AFRIQUE / RWANDA - Pour ne pas oublier : deux témoignages dramatiques du génocide rwandais de 1994, donnés à la télévision italienne

mercredi, 30 juin 2004

Kigali (Agence Fides) - Dix ans après le massacre rwandais de 1994, la parole « génocide » résonne encore dans la Région des Grands lacs. Les accusations adressées par des représentants des Banyamulenge, Tutsis congolais originaires du Rwanda, d’une tentative d’extermination de leur ethnie dans l’est de la République Démocratique du Congo, se sont révélées être sans fondement.
Mais que veut dire être passés par le génocide, voir ses êtres chers engloutis par la machine de l’extermination de masse ? Que peut laisser dans l’esprit des survivants cette violence inouïe ? Voilà ce qu’a déclaré l’Abbé Dominique Karekesi, directeur du Bureau des Communications Sociales de l’Archidiocèse de Kigali, dans un entretien à la télévision italienne :
« J’ai été victime du génocide de 1994, et j’ai perdu tous mes êtres chers. Je partage cette peine avec les autres.
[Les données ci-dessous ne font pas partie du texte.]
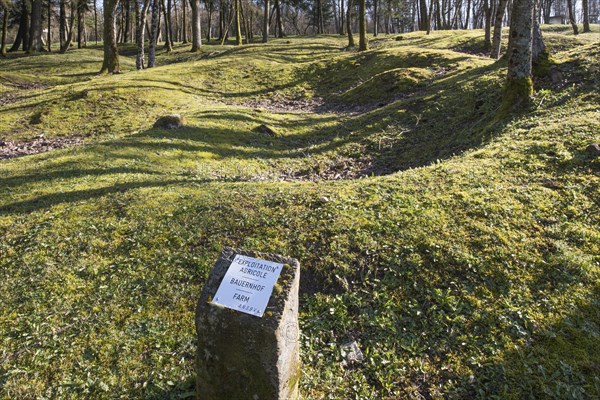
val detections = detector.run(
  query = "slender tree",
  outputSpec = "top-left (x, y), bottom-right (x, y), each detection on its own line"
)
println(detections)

Le problème aujourd’hui est le pardon, le problème aujourd’hui est la réconciliation, le problème aujourd’hui est de vivre avec un autre qui a tué. Quand se sont produits les massacres, ceux qui les perpétraient disaient qu’ils le faisaient au nom de Dieu. C’est un blasphème, et il faut se demander si ces personnes savaient ce qu’elles faisaient. Aujourd’hui, tout est passé, mais ce passé ressort chaque jour devant nos yeux, ce passe pèse sur nous tous, mais nous devons affronter l’avenir avec plus de confiance, avec plus de foi, dans la vérité de la vie chrétienne.
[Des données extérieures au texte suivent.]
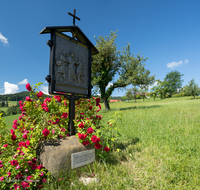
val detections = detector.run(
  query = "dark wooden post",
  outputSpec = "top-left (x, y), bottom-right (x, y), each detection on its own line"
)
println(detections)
top-left (68, 96), bottom-right (75, 136)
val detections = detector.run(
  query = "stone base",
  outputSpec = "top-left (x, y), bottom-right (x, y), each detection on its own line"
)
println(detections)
top-left (36, 136), bottom-right (94, 177)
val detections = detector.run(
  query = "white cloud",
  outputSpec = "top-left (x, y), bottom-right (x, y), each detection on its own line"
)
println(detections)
top-left (4, 82), bottom-right (19, 94)
top-left (40, 85), bottom-right (50, 95)
top-left (17, 79), bottom-right (28, 84)
top-left (106, 82), bottom-right (113, 88)
top-left (167, 59), bottom-right (189, 69)
top-left (0, 32), bottom-right (9, 46)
« En effet, « ne pas pardonner » est aussi un blasphème, « ne pas pardonner » ne conduit pas à la réconciliation. Ce qui compte le plus est le pardon et pas la diffamation. Vivre le pardon de Dieu est ce que nous devons mettre en pratique, c’est ce que nous devons chercher de comprendre et de vivre ».
Un autre prêtre, l’abbé Augustin Karekesi, du Centre « Christus » de Kigali, a déclaré au programme « Les Dix Commandements - Le courage d’Aimer » :
« Au Rwanda, vous pouvez voir les églises pleines, avec les gens qui chantent, mais la voie de la réconciliation est encore longue. Parce qu’ils sont chrétiens ceux qui ont tué », et chrétiens ceux qui ont été tués ! Je suis témoin de tout cela !
« Qui pourra jamais oublier cette folie qui s’est emparée de tous ? C’est une région de guerres féroces, mais personne n’aurait jamais imaginé tout ce qui s’est passé, et cela doit nous faire réfléchir sur l’avenir de l’Afrique. Ici, on a commis des crimes incroyables au nom de Dieu. Dieu annoncé par nous, prêtres, comme étant le pacificateur des hommes. La vérité, c’est que ici on tue contre le commandement ne pas tuer et contre le commandement ne pas nommer le Nom de Dieu en vain, parce que la chose la plus atroce est que l'on a tué au nom de Dieu !
« A présent, seul le pardon, et une justice exercée avec miséricorde, pourra ramener la paix définitive, et se retrouver ainsi comme des frères. Mais que personne n’oublie la portée de ce génocide, ces morts ! Que ce martyre de masse nous aide à redécouvrir l’Amour, et à ne pas alimenter de nouvelles haines et de nouveaux génocides ». (L.M.)